# A Charity We Can Get Behind



## zipperhead_cop (18 Oct 2010)

I'd be happy to shell out:

http://www.reuters.com/article/idUSTRE69H1N120101018

Charity pays UK drug addict to be sterilizedLONDON | Mon Oct 18, 2010 6:54am EDT 

LONDON (Reuters Life!) - An American charity is offering to pay British drug or alcohol addicts 200 pounds ($320) to be sterilized -- and has already had its first taker

But the idea has been attacked in the UK as exploiting the vulnerable at their lowest ebb.

Project Prevention, which runs a similar scheme in the U.S. offering adults $300 to use long term or permanent birth control, aims to reduce the number of babies born with drug or alcohol addictions as a result of their parents' habits.

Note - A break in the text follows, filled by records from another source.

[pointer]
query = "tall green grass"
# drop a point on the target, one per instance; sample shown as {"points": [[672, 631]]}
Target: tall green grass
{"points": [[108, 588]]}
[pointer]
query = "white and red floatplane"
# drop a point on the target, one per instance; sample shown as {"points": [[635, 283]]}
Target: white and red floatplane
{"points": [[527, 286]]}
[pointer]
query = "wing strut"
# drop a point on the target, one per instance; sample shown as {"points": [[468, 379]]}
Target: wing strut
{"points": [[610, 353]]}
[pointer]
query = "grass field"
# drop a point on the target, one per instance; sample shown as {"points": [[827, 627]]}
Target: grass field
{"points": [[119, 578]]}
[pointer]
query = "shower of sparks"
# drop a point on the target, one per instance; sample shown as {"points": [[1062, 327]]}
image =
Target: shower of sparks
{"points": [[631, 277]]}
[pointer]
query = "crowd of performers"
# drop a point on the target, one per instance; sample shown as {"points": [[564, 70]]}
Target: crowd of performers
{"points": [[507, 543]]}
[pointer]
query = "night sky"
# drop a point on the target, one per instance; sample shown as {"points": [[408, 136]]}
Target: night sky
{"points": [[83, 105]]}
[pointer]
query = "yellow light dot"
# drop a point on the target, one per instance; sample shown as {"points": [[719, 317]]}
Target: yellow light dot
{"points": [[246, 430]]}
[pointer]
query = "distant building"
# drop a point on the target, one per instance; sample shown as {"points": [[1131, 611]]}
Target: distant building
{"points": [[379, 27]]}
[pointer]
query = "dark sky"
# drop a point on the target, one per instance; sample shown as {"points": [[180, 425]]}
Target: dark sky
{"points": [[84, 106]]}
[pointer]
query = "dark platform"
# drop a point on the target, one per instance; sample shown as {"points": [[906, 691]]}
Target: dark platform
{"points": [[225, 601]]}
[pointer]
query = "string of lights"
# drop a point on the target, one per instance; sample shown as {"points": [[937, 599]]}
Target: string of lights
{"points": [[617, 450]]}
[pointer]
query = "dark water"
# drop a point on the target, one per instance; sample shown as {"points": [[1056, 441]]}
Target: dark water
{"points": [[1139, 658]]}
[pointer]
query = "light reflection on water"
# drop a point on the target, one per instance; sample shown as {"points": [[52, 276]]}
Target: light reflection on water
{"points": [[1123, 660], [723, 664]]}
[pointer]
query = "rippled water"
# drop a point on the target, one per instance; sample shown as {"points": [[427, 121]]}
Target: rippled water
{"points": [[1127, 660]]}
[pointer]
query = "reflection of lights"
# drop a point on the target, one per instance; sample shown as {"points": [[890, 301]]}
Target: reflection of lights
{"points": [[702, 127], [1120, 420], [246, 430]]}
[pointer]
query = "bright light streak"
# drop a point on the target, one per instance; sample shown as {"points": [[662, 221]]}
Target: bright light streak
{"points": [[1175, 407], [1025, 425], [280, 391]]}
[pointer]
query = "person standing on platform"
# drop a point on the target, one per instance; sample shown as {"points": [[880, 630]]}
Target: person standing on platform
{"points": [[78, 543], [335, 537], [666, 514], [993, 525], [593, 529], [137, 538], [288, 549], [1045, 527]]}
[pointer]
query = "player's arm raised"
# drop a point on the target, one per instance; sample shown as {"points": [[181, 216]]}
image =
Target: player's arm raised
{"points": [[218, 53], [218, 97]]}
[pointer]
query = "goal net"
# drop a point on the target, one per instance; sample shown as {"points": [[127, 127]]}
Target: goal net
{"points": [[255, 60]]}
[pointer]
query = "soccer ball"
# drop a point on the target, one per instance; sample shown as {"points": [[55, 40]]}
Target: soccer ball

Barbara Harris, who set up the charity after adopting the children of an addict, is offering to pay addicts in London, Glasgow, Bristol, Leicester and Wales who are willing not to have children.

"I get very angry about the damage that drugs do to these children," she told the BBC's Inside Out program. "I'm not forcing people to be sterilized. I offer them a choice of contraception but people want to focus on the extremes."

"The social workers and their like have done their best for years and it's not good enough. I'm offering something different, and paying addicts for being responsible."

The project, funded by donations from the public, has already had its first British client, a 38-year-old heroin addict who had been involved in drugs since he was 12.

"It was something that I had been thinking about for a long time," the man, named only as John, told the BBC.

"I won't be able to support a kid: I can just about manage to support myself."

But British drug and alcohol charity Addaction, which estimates around 1.3 million children under 16 have a parent with a serious drug or drink problem, criticized the idea as exploitative.

"It is an approach to an addict when they're at their lowest possible ebb. It doesn't deal with addicts who are already parents, it doesn't help people recover, and it doesn't offer any kind of positive solution," said Addaction chief executive Simon Antrobus.

"We are also concerned that the cash that is being offered will end up in the hands of dealers, helping to perpetuate a problem that is damaging families and communities up and down the UK."

(Writing by Kylie MacLellan; Editing by Steve Addison)

This is such a good idea.  And for the bleeding hearts, I'm sure there could be a way that the procedure could be reversable.  Just ensure that the procedure would be out of pocket.  At such time as someone could afford to pay for the reversal, they probably aren't rocking it up.  
It is sickening how many people fight tooth and nail to retain their kids, not because they love them or want to care for them, but because of how lucritive mothers allowance is.


----------



## Ignatius J. Reilly (19 Oct 2010)

Personally, as it's all voluntary, I'm all for it. 
I must say, though, 200 quid is not a lot of incentive.


----------



## zipperhead_cop (20 Oct 2010)

Ignatius J. Reilly said:
			
		

> Personally, as it's all voluntary, I'm all for it.
> I must say, though, 200 quid is not a lot of incentive.



A crackhead would stab his mom in the face for $100.  People would go for this.


----------